I have uploaded here a file that contains 5 information about a transaction of our client (my client is the Beneficiary). Is there an algorithm that can detect patterns when our customer Canan AG suddenly does not use the same port of origin and port of destination for Applicant Aksu GmbH anymore, i.e. when it leaves the usual pattern? but it should not be suspicious if our customer has a different port of origin or port of destination for another applicant. Are there any similar sample workflows that would help me to solve this problem?
I thank you very much in advance and hope for your help.
Question is what constitutes an ID to filter? If you use the combination of Beneficiary, Applicant and Port of origin you could create a ‘positive list’ of acceptable combinations and then filter out all transactions that do not fit into that (be aware of typos etc.).
If you think about more complicated rules you might have to tell us.
Hi MLauber71,
so the point is that i would like to train a model that already knows exactly these patterns and gives me a message in future business that it could be a suspicious business because it does not correspond to the previously known pattern.
if i then deliberately give the model a false example, he should tell me that this is a business that did not exist in the past.
What you did wasn’t a model, was it? Because there is no algorithm that you have used or?
One way or another you would have to constitute what an acceptable pattern is. I see this paths:
you could use a fixed pattern like in my model but that would mean you have to take care of typos and stuff like that
you could try and clean the texts though KNIME’s text mining methods so you will get back the ‘essence’ of the nouns.

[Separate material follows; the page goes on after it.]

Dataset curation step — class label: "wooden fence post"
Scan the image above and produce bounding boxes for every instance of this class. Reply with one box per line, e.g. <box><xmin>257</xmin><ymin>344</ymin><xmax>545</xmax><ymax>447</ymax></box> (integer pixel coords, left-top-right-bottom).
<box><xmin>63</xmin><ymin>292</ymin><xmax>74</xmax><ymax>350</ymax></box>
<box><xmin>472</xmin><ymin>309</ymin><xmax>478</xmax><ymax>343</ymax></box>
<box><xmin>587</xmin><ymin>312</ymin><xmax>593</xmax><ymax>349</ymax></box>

That would make the pattern more robust, but you might lose subtle changes that might be important (I am not an expert in text mining - there are several examples on the web also of address matching in Python mainly - it should be possible to adapt one of those - have not seen a specific address matching workflow in contrast to deduplication workflows - maybe someone with more experience can give a hint)
you could to the same and try to do some fuzzy matching of new values towards your standard set of acceptable terms - and if an entry does not match it gets flagged
if you have really large numbers of transactions and lots of historic data and you would only seldom get a new combination you could try a ‘numeric’ approach. If an order does not at least fit a pattern that has an 0.5% coverage it gets flagged (that only would work if your standard combinations are relatively stable)
I am also thinking about another approach but I am not sure yet if it is feasible. You could try and assign every ‘legitimate’ cleaned and prepared entry an ID like A, B, C or 1,2,3. Then you train an ‘excessive’ model like a random forest that is allowed to massively overfit so to build a perfect model.
You then use this model that should give you a perfect probability on new data. And if the probability goes beneath a threshold of say 0.85 the model is not sure how to handle and example because it does not fit a previous pattern. But that very much depends on the data as a whole and if such a multi class model could be computed in the first place. I have to think about the last one.